Ingredients:
50 (approximately) giant green Italian olives
1 tablespoon olive oil
1 onion, finely chopped
200g veal mince
200g chicken mince
2 tablespoons chopped parsley
2 eggs, lightly beaten
1/2 cup grated mozzarella
1/4 cup finely grated parmesan
plain flour, for dusting
2 eggs, lightly beaten
2 cups dried breadcrumbs
Preparation:
Oil, for shallow frying. Remove the flesh from the olive by cutting carefully around the olive pip with a sharp filleting knife. Flesh should still be in one piece. It is best to cut around the olive on a diagonal.
Heat oil in a frying pan. Add onion and cook until browned. Add mince and cook until mixture is browned and all liquid has evaporated. Remove and allow to cool.

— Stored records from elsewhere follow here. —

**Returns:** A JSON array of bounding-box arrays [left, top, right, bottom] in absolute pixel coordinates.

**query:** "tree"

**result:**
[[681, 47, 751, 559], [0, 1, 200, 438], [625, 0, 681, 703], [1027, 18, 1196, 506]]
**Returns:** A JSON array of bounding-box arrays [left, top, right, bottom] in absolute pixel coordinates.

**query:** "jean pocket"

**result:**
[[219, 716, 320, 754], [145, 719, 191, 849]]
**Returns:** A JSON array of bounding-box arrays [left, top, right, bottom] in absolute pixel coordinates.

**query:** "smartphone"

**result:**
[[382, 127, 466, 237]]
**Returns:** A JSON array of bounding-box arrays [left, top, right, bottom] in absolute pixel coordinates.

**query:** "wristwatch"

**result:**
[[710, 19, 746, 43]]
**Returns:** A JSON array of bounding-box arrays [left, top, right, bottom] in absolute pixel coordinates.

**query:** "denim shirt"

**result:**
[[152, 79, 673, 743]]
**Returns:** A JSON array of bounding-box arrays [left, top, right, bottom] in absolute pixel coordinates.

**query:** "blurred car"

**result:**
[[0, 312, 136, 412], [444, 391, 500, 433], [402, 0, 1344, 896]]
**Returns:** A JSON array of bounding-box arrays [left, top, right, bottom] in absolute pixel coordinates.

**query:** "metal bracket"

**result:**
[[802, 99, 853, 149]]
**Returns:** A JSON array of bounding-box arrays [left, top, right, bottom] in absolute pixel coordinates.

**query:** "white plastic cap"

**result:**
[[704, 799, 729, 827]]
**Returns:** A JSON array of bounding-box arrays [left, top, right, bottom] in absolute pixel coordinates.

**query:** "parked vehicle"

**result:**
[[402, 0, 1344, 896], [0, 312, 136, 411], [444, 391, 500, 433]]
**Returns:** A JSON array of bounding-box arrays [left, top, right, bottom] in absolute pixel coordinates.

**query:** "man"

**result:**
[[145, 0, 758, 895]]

Add parsley, eggs, mozzarella and parmesan to the meat mixture and season well.
Stuff a heaped teaspoonful of the mixture into each olive. Dust olives in seasoned flour. Dip in the beaten eggs and roll in breadcrumbs. Refrigerate for 1 hour.
Pour about 1 cm of oil in the bottom of a heavy based frying pan. Cook olives in batches, until browned. Drain and serve as part of an antipasto plate.